Liver Cysts as a Supporting Clue
Cysts don’t only grow in the kidneys. About 82% of adults with ADPKD also develop liver cysts, making them the most common finding outside the kidneys. These cysts increase with age and are more prevalent in males. While liver cysts alone don’t confirm a PKD diagnosis, finding them alongside kidney cysts strengthens the case, especially in borderline situations. Most liver cysts in PKD cause no symptoms and don’t affect liver function.
Screening Children and At-Risk Relatives
Whether to screen children of affected parents is a genuinely debated question among specialists. An international consensus statement recognizes two equally valid approaches: either test the child early with ultrasound or genetic analysis, or simply monitor blood pressure and urine protein regularly without pursuing a formal diagnosis. Both strategies require counseling beforehand so families understand what a positive result means for a condition that may not cause problems for decades.

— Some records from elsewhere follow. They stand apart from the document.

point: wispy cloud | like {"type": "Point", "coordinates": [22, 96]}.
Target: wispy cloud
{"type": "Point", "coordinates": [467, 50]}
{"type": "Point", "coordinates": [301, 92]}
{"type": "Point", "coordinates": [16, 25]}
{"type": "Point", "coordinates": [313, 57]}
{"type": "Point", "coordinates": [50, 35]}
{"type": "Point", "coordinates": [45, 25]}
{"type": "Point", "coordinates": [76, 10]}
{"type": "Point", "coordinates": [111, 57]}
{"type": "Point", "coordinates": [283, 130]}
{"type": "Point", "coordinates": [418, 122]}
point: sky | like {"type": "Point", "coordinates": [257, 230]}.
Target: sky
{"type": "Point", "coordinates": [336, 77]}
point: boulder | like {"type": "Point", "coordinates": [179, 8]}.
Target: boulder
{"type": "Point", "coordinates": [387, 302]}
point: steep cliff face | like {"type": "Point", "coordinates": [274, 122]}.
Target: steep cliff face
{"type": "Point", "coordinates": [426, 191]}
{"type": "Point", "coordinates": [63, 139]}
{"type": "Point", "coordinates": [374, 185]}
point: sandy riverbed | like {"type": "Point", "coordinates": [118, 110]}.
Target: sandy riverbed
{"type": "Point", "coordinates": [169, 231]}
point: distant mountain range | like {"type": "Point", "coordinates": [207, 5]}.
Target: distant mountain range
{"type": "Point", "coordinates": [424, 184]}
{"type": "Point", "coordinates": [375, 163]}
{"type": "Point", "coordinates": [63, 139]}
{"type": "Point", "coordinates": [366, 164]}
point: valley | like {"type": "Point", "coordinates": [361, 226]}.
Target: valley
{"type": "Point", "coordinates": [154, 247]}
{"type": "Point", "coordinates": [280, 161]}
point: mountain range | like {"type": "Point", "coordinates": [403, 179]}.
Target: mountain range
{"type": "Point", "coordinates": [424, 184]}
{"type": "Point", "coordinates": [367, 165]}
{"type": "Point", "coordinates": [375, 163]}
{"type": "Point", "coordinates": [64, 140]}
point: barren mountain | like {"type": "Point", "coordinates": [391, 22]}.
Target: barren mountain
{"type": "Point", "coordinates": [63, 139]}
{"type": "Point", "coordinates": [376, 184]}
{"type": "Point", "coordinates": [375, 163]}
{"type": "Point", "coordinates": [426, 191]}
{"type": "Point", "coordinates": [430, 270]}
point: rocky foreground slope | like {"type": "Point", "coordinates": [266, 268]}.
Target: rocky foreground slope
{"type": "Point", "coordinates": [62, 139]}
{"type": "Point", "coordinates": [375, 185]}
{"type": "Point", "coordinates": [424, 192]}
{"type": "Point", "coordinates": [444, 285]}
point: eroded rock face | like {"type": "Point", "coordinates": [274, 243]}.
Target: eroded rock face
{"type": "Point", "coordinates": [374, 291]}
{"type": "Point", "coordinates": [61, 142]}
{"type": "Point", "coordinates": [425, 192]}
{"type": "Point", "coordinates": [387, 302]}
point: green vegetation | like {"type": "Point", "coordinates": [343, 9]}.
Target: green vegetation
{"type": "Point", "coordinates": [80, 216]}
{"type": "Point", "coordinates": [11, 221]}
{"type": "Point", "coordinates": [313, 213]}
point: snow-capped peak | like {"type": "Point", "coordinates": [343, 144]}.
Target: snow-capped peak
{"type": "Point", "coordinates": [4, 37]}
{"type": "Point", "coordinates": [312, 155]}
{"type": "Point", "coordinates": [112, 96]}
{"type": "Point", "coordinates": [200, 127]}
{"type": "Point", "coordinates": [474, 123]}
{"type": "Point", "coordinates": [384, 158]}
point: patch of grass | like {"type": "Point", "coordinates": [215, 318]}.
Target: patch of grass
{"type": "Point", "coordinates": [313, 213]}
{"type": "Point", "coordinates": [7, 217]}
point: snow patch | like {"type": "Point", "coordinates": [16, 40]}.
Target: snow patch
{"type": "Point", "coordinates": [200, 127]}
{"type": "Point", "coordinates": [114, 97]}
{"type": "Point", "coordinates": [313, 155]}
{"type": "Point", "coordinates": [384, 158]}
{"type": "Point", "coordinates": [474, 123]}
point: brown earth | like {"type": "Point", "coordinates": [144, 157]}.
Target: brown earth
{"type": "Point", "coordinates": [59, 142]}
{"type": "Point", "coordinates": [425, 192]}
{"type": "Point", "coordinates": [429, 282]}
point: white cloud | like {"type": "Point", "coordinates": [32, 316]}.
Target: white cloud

Ultrasound remains the preferred imaging tool for screening children. Finding even one cyst in a child with an affected parent is highly suggestive of PKD. But a normal scan in childhood doesn’t rule the disease out, since cysts may not develop until the teenage years or later. For children with confirmed or suspected disease, regular monitoring of blood pressure (ideally with 24-hour ambulatory monitoring) and urine testing for protein are the recommended follow-up steps.